In Wolitzer’s novel there’s only good sport, not moral horror, to be found in Ann’s relationship with a woman. It and her sudden activism are just as amusing as her friends’ bemused reactions — and, for that matter, their own personal flailings about. The lesbian reader should be grateful for the demonstrations of how ridiculous heterosexuals are about same-sexers as well as thankful for its signs of lesbian silliness. Arriving at a point where gentle parody is possible would seem an advance. But the straight reader has the lasting heterotextual consolation.

Meg Wolitzer, who is married and has a son, once wrote a quiet novel about two lesbians raising a child in the suburbs. Hidden Pictures was never reprinted in paperback and I doubt that there are plans for a film version. Friends for Life, on the other hand, is slated to be filmed next year. My pessimistic wager is that Ann will not be much of a “queer poster” presence in the screen version, but I hope I’m wrong.

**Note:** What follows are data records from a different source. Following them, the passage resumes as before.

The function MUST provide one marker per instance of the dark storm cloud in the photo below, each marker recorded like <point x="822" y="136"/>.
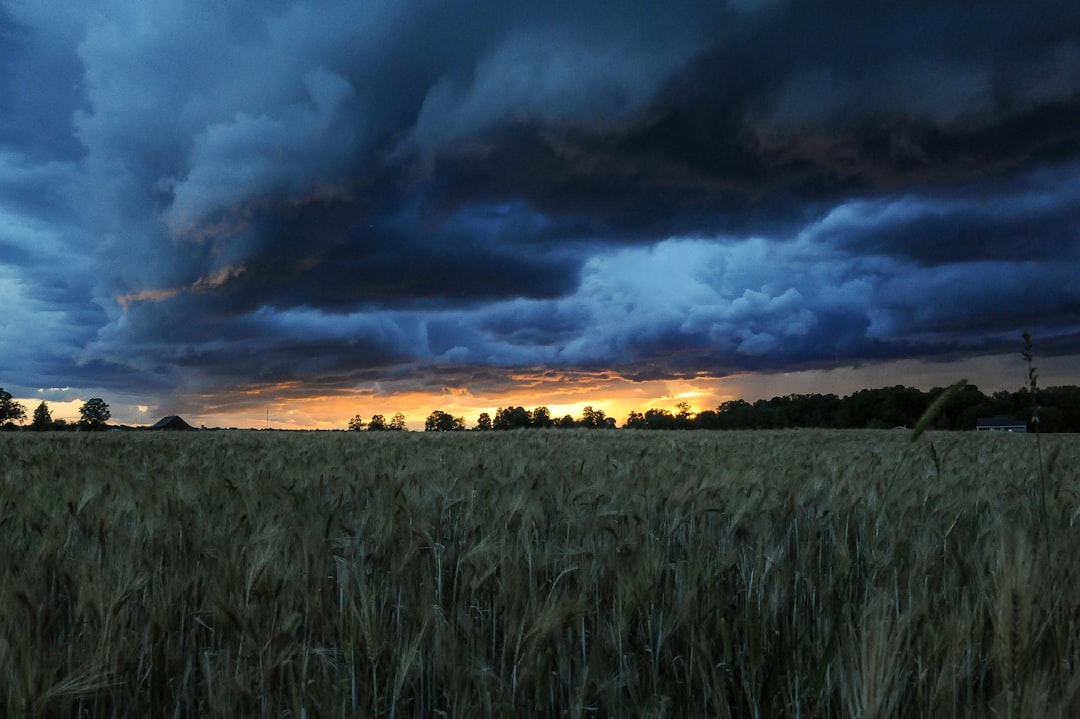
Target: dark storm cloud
<point x="322" y="192"/>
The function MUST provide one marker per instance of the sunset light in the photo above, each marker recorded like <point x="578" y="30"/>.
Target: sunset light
<point x="342" y="208"/>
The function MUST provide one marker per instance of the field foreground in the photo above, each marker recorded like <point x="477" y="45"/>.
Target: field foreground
<point x="539" y="574"/>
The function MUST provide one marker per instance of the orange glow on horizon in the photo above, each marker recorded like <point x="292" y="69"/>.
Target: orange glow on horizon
<point x="561" y="394"/>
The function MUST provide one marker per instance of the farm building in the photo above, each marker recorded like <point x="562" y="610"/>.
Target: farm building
<point x="1000" y="424"/>
<point x="172" y="422"/>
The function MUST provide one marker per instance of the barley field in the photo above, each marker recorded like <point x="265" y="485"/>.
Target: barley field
<point x="570" y="573"/>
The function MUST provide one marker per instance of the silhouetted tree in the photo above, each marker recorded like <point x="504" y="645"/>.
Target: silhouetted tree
<point x="440" y="421"/>
<point x="541" y="418"/>
<point x="512" y="418"/>
<point x="42" y="418"/>
<point x="595" y="419"/>
<point x="95" y="415"/>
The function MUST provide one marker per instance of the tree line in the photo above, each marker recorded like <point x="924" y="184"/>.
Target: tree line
<point x="1057" y="409"/>
<point x="93" y="415"/>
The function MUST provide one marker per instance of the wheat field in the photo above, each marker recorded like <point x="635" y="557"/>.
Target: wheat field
<point x="571" y="573"/>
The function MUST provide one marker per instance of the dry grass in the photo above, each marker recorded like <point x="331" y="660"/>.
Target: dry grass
<point x="541" y="573"/>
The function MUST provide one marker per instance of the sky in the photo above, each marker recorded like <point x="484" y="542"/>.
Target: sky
<point x="291" y="212"/>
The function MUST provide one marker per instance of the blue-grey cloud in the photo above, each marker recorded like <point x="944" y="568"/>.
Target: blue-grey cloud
<point x="223" y="195"/>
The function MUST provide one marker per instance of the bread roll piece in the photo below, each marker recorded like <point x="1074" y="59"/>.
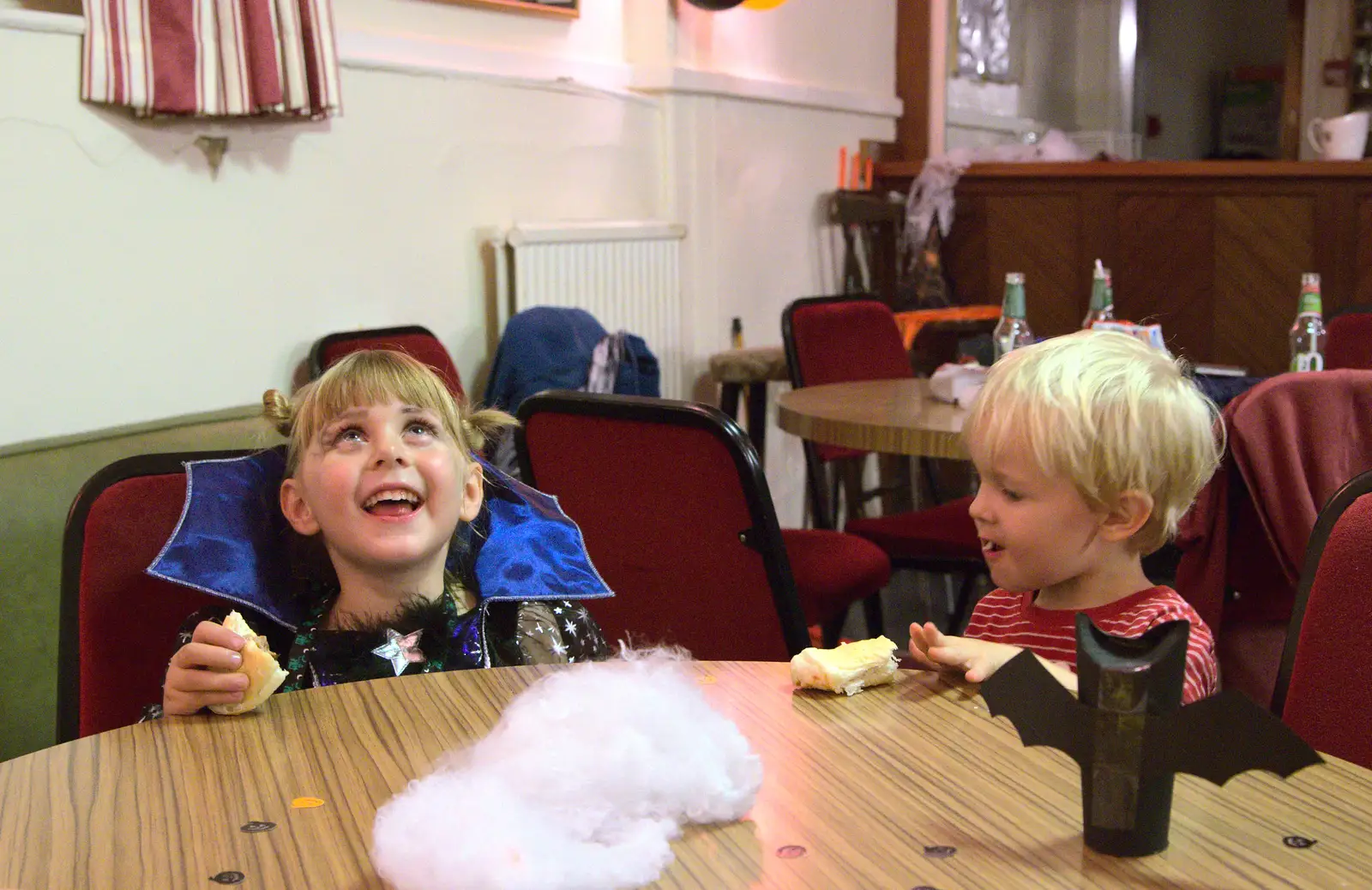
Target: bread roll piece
<point x="258" y="664"/>
<point x="848" y="668"/>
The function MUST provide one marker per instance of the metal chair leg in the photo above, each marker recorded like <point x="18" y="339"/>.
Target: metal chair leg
<point x="871" y="609"/>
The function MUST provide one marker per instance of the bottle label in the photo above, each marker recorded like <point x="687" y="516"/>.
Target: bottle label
<point x="1308" y="361"/>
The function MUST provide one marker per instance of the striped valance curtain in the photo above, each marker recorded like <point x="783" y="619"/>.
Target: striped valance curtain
<point x="212" y="57"/>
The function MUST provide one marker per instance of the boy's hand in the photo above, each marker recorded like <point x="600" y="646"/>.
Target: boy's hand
<point x="974" y="658"/>
<point x="202" y="671"/>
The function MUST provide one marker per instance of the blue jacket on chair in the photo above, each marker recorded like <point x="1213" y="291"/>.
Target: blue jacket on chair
<point x="549" y="347"/>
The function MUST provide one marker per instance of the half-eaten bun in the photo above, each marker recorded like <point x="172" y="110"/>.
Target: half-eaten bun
<point x="258" y="665"/>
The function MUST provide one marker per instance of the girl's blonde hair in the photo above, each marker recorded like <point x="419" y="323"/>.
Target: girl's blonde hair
<point x="372" y="377"/>
<point x="1109" y="413"/>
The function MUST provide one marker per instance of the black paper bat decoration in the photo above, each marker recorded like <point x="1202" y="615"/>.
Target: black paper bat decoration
<point x="1129" y="732"/>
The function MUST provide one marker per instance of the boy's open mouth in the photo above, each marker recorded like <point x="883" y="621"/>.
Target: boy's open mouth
<point x="393" y="502"/>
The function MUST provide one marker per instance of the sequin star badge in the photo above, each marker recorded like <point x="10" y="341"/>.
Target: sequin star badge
<point x="401" y="650"/>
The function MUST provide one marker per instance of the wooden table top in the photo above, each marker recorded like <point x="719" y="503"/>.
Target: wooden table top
<point x="884" y="416"/>
<point x="871" y="791"/>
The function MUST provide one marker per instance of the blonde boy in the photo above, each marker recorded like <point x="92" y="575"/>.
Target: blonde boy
<point x="1090" y="448"/>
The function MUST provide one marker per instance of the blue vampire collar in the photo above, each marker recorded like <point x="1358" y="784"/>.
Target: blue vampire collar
<point x="231" y="540"/>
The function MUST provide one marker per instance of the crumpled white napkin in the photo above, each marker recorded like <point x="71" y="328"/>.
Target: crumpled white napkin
<point x="581" y="786"/>
<point x="957" y="384"/>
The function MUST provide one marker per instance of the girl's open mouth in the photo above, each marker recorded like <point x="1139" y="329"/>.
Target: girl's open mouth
<point x="393" y="502"/>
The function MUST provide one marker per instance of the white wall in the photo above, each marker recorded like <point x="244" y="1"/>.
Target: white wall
<point x="165" y="291"/>
<point x="173" y="292"/>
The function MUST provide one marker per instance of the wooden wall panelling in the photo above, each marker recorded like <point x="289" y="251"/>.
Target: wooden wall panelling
<point x="1040" y="236"/>
<point x="965" y="254"/>
<point x="912" y="78"/>
<point x="1261" y="247"/>
<point x="1165" y="274"/>
<point x="1362" y="281"/>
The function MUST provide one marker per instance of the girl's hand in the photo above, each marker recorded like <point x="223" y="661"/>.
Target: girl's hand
<point x="974" y="658"/>
<point x="202" y="672"/>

Seeing lesbians in films and books, and (even more rarely) on television shouldn’t be that stressful an activity. As the British writer Rose Collis points out: “Some enchanted evening, you may see a stranger and think: ‘That’s a dyke.’ Then you blink and she’s gone. This is the case as far as mainstream television dramas are concerned, anyway.” Yet people read works in translation that are set in foreign countries and expect to pick up the codes. And then there’s science fiction. In life, lesbians are not representations, and they shouldn’t be in literature. If authors are talented enough to create a range of lesbian characters — and brave enough not feel required to rehabilitate or kill them — that might disprove the stereotypes. (Of course, that means publishing will have to get over a good deal of pudeur.) More importantly, doing so will expand the pleasures of the text. Future readers really shouldn’t have to try to locate themselves in the literature of the abnormal and the furtive. To paraphrase Alastair MacLeish, a lesbian must not mean, but be.